King Abdullah prized his country’s relationship with the United States, and he had a close working relationship with every American president. In my service as Ambassador, I saw his deep affection for both Secretary Clinton and Secretary Kerry. He was a close ally in the fight against extremism, and under his leadership, the U.S.-Saudi military and intelligence cooperation could not have been stronger. He felt a deeply personal reaction against the violence in the region, especially the suffering in Syria, which troubled him as early as May 2011. Even in his final months, he continued to look for ways to end the fighting there. He was the architect of the Arab Peace Initiative, which laid out a path that would support peace between Israel and Palestine through Arab state recognition of Israel and economic support to secure the peace.
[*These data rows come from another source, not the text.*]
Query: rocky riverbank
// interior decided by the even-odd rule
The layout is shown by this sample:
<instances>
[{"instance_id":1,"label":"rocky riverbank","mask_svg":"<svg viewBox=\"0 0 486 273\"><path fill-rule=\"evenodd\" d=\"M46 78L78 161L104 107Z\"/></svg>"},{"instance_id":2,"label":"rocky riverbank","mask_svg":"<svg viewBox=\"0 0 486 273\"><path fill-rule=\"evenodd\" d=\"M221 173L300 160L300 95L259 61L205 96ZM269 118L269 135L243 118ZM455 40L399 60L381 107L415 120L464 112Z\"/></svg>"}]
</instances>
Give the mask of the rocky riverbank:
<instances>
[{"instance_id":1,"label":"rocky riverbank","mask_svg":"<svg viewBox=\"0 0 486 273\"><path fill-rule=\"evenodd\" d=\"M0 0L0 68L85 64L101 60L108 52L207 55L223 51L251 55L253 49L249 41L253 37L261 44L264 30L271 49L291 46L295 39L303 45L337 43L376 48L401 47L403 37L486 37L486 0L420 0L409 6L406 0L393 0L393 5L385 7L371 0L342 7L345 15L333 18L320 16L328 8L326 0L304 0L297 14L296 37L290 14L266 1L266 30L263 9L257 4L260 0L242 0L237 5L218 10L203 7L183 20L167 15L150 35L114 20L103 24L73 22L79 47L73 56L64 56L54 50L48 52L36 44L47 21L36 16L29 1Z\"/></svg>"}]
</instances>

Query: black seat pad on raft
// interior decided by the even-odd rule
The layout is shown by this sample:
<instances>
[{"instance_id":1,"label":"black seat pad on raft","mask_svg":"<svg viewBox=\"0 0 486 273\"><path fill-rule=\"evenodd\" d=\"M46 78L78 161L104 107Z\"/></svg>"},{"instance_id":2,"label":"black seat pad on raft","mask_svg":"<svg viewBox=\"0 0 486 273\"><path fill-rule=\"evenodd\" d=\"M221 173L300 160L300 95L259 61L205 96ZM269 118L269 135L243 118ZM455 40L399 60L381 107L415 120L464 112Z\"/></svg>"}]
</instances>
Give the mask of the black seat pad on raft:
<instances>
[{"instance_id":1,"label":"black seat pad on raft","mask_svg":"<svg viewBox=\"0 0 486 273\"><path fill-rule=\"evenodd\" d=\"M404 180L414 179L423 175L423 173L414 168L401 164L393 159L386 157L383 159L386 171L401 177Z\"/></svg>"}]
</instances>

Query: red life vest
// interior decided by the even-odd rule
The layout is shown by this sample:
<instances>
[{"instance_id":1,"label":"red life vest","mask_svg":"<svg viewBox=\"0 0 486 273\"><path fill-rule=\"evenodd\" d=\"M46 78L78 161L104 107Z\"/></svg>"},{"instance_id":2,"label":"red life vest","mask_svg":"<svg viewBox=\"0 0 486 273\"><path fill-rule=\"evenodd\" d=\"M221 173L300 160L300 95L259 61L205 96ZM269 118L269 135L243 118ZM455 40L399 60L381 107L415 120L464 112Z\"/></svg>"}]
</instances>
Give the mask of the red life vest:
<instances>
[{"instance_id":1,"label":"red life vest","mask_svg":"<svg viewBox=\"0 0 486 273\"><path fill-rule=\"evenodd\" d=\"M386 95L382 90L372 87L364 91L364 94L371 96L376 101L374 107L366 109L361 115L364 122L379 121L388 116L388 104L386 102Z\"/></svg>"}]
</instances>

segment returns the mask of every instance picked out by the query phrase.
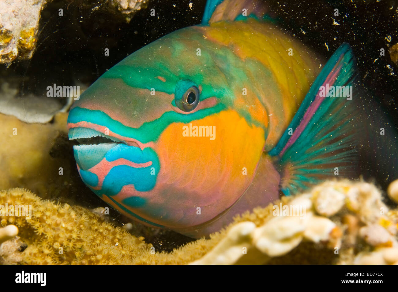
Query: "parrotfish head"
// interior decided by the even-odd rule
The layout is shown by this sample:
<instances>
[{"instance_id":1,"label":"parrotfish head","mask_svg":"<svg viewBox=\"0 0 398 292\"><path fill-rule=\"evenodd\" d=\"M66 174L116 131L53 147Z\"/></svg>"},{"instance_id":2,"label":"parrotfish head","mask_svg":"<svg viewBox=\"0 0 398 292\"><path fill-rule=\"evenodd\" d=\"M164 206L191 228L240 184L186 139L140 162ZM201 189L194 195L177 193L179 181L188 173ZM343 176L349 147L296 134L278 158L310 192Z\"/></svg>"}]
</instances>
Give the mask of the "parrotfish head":
<instances>
[{"instance_id":1,"label":"parrotfish head","mask_svg":"<svg viewBox=\"0 0 398 292\"><path fill-rule=\"evenodd\" d=\"M250 186L263 149L267 112L257 99L242 101L256 63L207 37L211 29L181 29L129 55L69 114L83 181L147 225L183 228L222 213Z\"/></svg>"}]
</instances>

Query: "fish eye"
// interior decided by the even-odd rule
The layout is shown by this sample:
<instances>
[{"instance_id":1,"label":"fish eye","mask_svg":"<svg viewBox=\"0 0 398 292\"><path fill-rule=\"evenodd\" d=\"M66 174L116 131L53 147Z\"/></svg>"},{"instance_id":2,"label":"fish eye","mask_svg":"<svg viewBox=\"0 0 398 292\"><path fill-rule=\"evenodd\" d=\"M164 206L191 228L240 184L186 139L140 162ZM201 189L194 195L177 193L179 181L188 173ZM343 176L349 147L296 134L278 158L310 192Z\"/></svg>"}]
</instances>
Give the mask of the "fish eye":
<instances>
[{"instance_id":1,"label":"fish eye","mask_svg":"<svg viewBox=\"0 0 398 292\"><path fill-rule=\"evenodd\" d=\"M199 89L196 86L191 86L183 96L181 103L183 108L183 110L190 112L196 107L199 103Z\"/></svg>"},{"instance_id":2,"label":"fish eye","mask_svg":"<svg viewBox=\"0 0 398 292\"><path fill-rule=\"evenodd\" d=\"M190 112L195 109L199 103L199 89L196 85L193 85L195 83L192 81L185 80L181 81L176 88L176 105L181 110ZM184 90L183 87L186 89L187 85L190 86Z\"/></svg>"}]
</instances>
As the elder statesman of the Arab and Islamic world, he was legendary in his support for Muslims worldwide. He brokered the first Religious Dialogue in Madrid then established the Religious Dialogue Center in Vienna. It was King Abdullah who called together in 2012 the leaders of all Muslim majority countries to begin a discussion on how to end the violence of Muslims against Muslims.

Some suggest that he could and should have done more. After all, he was an absolute monarch, one of the few remaining in the world. As everyone who has spent time in Saudi Arabia knows, however, there are competing constituencies, and resilient traditions, that make consensus-building difficult. But even within this most distinct and constrained culture, he opened the door to the world for a new generation of Saudi youth. He redefined the monarchy, from an austere and remote detachment to a caring and smiling face of optimism. It is an optimism that may seem a distant memory in the troubled times ahead.

I had the rare privilege to represent my country in Saudi Arabia, and for that reason I add a personal note. King Abdullah was a kind man, someone who welcomed guests and treated everyone around him with respect. One of my most memorable visits was by Rep Nita Lowey; she and King Abdullah talked about grandchildren for a full 30 minutes. He certainly was at ease on the throne, but I often felt he was most comfortable with real people. He was truly a man of the desert, and his nation mourns for him today.